Supply standardization is carried out based on these nodes and relations of the playkilling knowledge graph. In the process of map construction, there are three main steps: playkilling supply mining, standard play library construction, and supply and standard play association. The implementation details and algorithms involved in the three steps are introduced below.

Third, implementation method

3.1 Play killing supply mining

As an emerging business, there is no corresponding category in the existing industry category tree, so it is impossible to obtain related supplies (including merchants, goods and content) of script killing directly according to the category. Therefore, we need to first of all play kill supply mining, that is, from the current and play kill industry similar to the purpose of supply mining play kill related supply.

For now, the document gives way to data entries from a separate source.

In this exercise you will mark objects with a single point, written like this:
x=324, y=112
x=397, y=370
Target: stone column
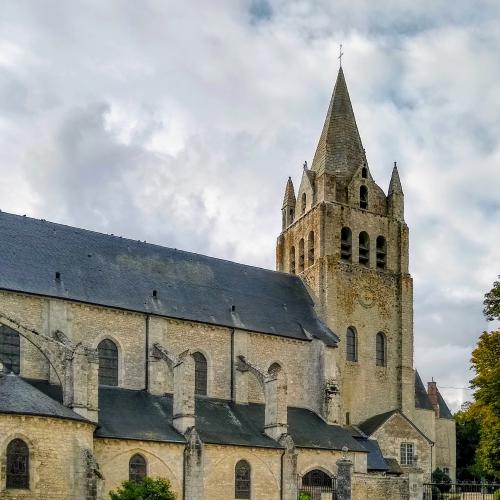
x=193, y=466
x=344, y=479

For the merchant supply mining of playbook killing, it is necessary to judge whether the merchant provides playbook service, and the discrimination basis includes the text corpus from merchant name, commodity name and commodity details, and merchant UGC. This is essentially a multi-source data classification problem, however, because of the lack of labeled training samples, we have no direct use end-to-end model of multi-source data classification, input, instead of relying on business matching using unsupervised and supervised fitting combination of efficient implementation, specific discriminant process are shown in figure 3 below, including:

Unsupervised matching: Firstly, we construct the keyword lexus related to the script, and conduct accurate matching in the text corpus from merchant name, commodity name and commodity details, and merchant UGC, respectively. Then, we construct the general semantic drift discriminant model based on BERT[1] to filter the matching results. Finally, according to the business rules, the corresponding matching score is calculated based on the matching results from each source.
Supervised fitting: In order to quantify the influence of matching scores from different sources on the final discriminant results, operators manually mark a small number of merchant scores to represent the strength of the merchant’s script killing service. On this basis, we construct a linear regression model to fit the labeled merchant scores and obtain the weight of each source, so as to realize the accurate mining of the script killing merchant.

By using the above methods, the mining of desktop and real scene scenarios has been realized, and the accuracy and recall rate have reached the requirements. Based on the mining results of play-killing merchants, commodities can be further mined and play-killing categories can be created, which lays a good data foundation for the subsequent construction of play-killing knowledge map and standardization construction.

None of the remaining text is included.